La misión en la práctica

Mi primera experiencia como misionera fue difícil. Fuimos al norte de Chile, en la región de Atacama, a un pueblo llamado Santiago de Río Grande, a unos 3.100 metros de altura. Un pueblo muy pequeño y precario, donde no todas las casas tenían agua y luz. Muchos de los habitantes no hablaban castellano, sino quechua (un idioma andino) totalmente desconocido para mí. Era un clima seco, había muy poca agua y las personas no nos abrían la puerta con facilidad.
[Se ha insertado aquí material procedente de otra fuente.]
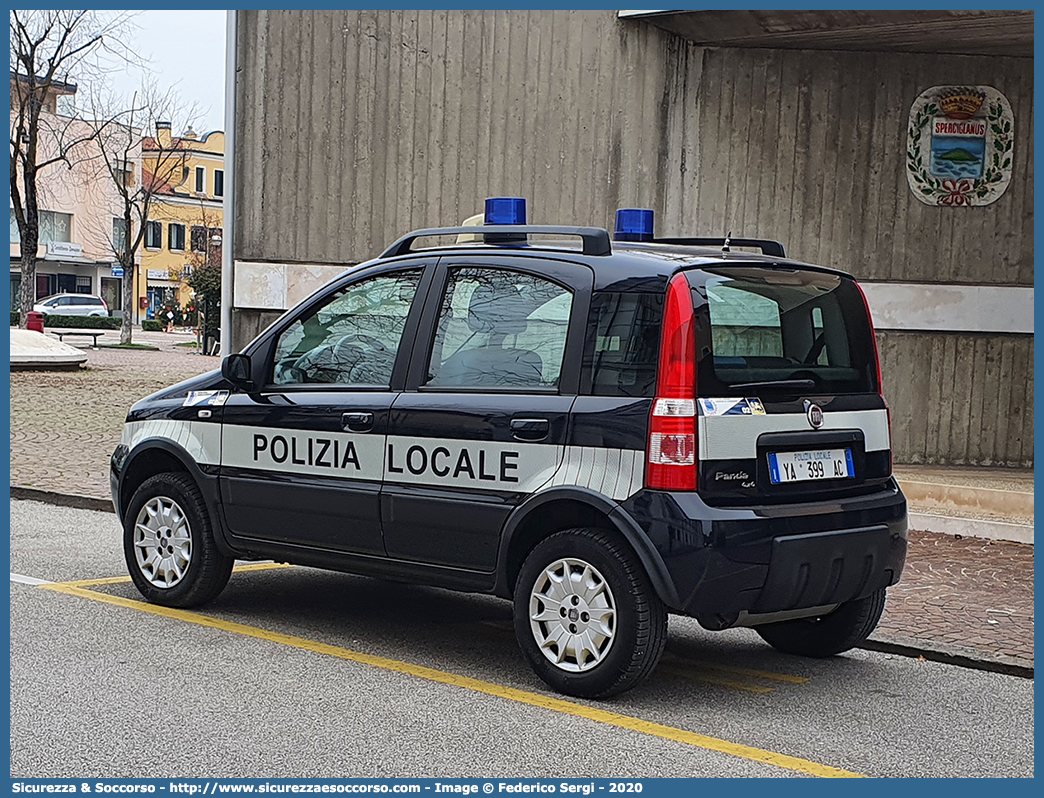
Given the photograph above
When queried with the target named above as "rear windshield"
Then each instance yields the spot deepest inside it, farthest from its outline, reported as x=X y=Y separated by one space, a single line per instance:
x=764 y=331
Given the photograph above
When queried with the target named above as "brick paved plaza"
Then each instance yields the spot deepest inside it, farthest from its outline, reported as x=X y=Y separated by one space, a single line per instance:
x=956 y=595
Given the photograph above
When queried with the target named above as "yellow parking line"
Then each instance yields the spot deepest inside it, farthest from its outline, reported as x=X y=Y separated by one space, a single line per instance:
x=118 y=580
x=511 y=694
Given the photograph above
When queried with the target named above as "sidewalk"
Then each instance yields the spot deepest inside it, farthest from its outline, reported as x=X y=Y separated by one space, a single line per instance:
x=959 y=596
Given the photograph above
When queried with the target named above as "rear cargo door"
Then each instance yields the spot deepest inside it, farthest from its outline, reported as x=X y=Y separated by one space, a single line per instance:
x=789 y=403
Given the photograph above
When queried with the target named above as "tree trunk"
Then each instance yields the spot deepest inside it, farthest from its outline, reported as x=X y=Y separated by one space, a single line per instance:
x=27 y=291
x=126 y=328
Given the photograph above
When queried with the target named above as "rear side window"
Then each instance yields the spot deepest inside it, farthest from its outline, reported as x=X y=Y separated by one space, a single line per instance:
x=762 y=328
x=620 y=353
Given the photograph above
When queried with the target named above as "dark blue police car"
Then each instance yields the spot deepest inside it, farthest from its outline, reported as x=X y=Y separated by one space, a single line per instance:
x=603 y=430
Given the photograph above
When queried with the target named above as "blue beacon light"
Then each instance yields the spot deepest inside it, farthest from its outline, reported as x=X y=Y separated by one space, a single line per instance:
x=634 y=225
x=505 y=210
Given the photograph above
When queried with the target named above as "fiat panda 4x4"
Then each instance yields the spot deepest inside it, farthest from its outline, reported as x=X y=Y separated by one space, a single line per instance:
x=602 y=430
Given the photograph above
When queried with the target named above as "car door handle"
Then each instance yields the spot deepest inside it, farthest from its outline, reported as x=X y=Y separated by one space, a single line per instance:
x=530 y=429
x=357 y=422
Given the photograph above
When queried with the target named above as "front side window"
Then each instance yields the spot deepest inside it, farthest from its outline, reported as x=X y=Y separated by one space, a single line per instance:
x=500 y=329
x=153 y=235
x=352 y=339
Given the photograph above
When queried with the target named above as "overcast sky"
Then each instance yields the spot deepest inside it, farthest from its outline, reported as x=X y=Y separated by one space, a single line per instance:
x=186 y=51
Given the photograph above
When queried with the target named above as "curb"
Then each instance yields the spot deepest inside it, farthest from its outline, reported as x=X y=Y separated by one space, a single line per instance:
x=62 y=499
x=961 y=657
x=971 y=527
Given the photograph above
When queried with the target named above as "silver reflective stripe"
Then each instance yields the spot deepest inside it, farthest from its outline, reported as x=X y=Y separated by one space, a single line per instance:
x=736 y=437
x=470 y=465
x=200 y=440
x=617 y=473
x=301 y=451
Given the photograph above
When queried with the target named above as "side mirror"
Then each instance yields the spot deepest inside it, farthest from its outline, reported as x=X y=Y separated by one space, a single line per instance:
x=237 y=370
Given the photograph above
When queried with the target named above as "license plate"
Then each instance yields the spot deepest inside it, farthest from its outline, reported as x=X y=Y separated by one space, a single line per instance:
x=799 y=466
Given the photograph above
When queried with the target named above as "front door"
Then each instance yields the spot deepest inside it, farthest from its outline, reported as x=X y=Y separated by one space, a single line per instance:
x=302 y=460
x=482 y=423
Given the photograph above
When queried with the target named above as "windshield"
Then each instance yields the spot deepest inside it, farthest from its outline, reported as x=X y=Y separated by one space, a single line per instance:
x=770 y=330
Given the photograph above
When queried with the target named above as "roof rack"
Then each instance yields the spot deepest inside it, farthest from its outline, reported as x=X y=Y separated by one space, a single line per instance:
x=769 y=248
x=596 y=240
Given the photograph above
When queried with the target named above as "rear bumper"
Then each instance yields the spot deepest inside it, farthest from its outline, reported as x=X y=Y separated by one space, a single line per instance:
x=725 y=561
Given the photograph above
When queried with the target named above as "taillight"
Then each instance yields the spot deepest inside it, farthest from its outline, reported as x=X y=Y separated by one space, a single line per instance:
x=671 y=450
x=877 y=361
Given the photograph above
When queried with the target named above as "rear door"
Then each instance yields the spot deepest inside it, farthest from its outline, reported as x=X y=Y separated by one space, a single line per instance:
x=302 y=459
x=789 y=403
x=483 y=420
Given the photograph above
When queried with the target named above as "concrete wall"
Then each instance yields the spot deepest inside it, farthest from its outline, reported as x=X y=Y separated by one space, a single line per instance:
x=355 y=126
x=809 y=147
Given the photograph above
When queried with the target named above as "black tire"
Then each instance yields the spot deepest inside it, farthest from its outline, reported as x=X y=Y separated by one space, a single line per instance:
x=207 y=571
x=639 y=619
x=826 y=635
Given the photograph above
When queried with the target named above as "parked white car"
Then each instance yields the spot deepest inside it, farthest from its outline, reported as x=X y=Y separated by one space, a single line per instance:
x=72 y=304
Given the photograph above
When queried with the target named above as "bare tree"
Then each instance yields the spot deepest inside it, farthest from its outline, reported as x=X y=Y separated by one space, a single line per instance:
x=127 y=142
x=48 y=49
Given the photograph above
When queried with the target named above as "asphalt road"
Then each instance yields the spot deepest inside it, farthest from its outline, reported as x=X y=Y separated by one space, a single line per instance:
x=299 y=673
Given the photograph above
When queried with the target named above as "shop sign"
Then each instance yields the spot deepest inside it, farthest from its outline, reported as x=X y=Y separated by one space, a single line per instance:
x=958 y=151
x=65 y=249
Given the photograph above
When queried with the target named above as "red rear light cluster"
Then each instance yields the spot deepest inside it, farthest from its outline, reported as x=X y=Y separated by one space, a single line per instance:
x=671 y=449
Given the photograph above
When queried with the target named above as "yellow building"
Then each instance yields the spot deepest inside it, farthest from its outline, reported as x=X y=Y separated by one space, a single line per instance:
x=184 y=230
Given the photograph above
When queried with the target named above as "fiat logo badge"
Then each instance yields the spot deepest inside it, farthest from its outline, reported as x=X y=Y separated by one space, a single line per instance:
x=814 y=415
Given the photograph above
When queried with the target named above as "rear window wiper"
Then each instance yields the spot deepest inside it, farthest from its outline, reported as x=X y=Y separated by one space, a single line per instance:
x=778 y=383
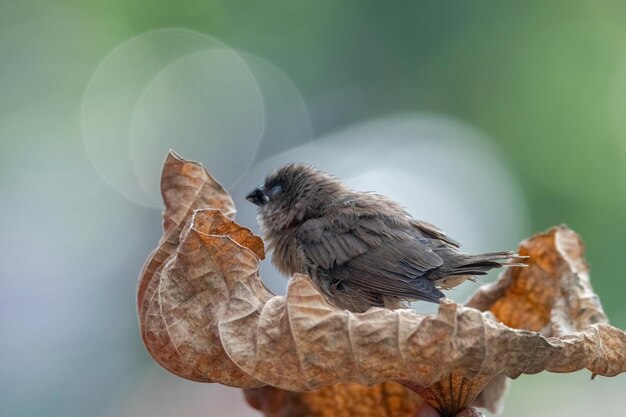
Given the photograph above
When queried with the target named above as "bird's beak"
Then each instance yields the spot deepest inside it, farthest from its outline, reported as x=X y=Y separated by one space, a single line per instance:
x=257 y=197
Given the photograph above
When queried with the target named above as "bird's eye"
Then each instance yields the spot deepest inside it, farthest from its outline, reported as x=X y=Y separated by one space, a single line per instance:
x=274 y=191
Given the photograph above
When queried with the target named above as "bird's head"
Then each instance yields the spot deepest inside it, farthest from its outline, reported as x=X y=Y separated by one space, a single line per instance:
x=292 y=194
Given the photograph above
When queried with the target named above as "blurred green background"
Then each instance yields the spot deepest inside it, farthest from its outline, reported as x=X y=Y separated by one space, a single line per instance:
x=544 y=84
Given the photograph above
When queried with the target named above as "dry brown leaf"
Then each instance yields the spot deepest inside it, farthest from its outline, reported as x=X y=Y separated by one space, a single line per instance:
x=342 y=400
x=205 y=315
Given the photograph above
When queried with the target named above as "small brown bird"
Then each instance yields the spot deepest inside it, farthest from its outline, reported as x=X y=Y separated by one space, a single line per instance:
x=360 y=248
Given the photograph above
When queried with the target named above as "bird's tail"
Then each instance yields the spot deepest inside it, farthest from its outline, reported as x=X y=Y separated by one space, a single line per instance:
x=481 y=264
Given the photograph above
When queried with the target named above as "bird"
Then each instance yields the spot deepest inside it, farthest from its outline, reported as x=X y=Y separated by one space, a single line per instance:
x=361 y=249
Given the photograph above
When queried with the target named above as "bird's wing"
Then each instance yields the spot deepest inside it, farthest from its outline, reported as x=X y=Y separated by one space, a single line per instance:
x=433 y=231
x=377 y=253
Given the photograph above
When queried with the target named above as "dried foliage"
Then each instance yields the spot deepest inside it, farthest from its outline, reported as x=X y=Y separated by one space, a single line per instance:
x=205 y=315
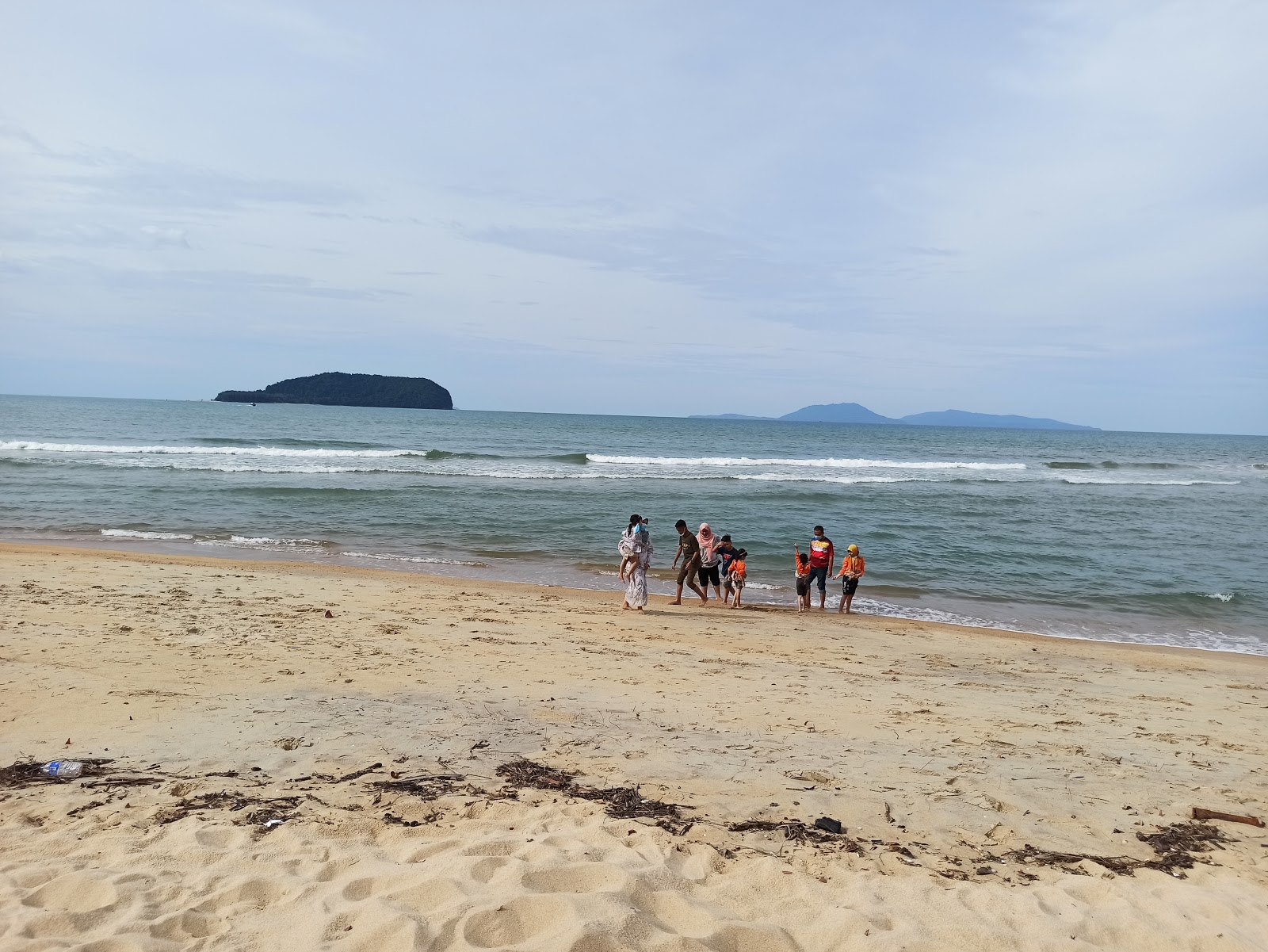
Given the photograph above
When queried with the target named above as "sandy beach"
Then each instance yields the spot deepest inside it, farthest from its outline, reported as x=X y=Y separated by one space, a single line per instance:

Poco a poco, comenzando por los niños, fueron acercándose a conocernos.

A pesar de todas las dificultades, Dios me habló muy fuerte, y me hizo descubrir la realidad de que la fe es un don muy valioso y que no todos lo tienen. Me encontré con personas que nunca en su vida habían escuchado hablar de Jesucristo, cosa que para mí era imposible. ¿Cuál fue la conclusión? Que tenemos que anunciar al Señor a tiempo completo y compartir ese hermoso don que hemos recibido, que es la fe. (…)

En la Sierra del Perú, en Huaraz, una vez me tocó conversar con un señor llamado Jorge, que estaba muy enojado con Dios; hacía años que no iba a Misa y estaba muy resentido. Sin embargo, todos los días que íbamos a misionar, su casa estaba en el camino y nos deteníamos a conversar con él. Poco a poco nos fue abriendo su corazón y mostrando sus temores, inseguridades y tristezas.  El último día de las misiones, él fue a nuestra “casa” para agradecernos por todo el trabajo que habíamos hecho y con lágrimas en los ojos nos decía que para él había sido una ocasión para volver a encontrarse con el Señor. Tres años después, yo volví a ese pueblo, pero sólo de pasada. Cuando estaba todavía lejos, antes de entrar al pueblo, escuché que alguien me llamaba en voz alta: “¡Carla!” Era Jorge, que como siempre estaba junto al camino, esperando que, por esas cosas de la vida, volvieran las misioneras que lo habían ayudado a encontrarse con Jesús. Esta experiencia me emocionó profundamente, y me hizo tomarle el peso a lo que significa ser misionera: llevar a los demás a Jesucristo, nuestro Señor. (…)

Entre otras actividades, también estoy encargada de un proyecto solidario con niños de escasos recursos y en situación vulnerable llamado “Regala Una Esperanza”. Los visitamos todos los sábados en un comedor social y buscamos acompañarlos brindándoles un momento de amistad, compañía y recreación. El objetivo es que descubran su dignidad al saberse amados por el Señor, y que esto los impulse a aspirar a ideales más grandes y a una vida más feliz y plena.

Si algún joven quisiera hacerse misionero, le diría que no tenga miedo de lanzarse a esta aventura. Es verdad que uno siempre se siente incapaz ante la inmensa misión. Pero justamente ahí está la gracia: en saber que no somos nosotros los que convencemos a las personas, no. Es verdad que Dios cuenta con nuestra ayuda y cooperación, pero es él quien convierte los corazones de las personas y los cautiva con su amor.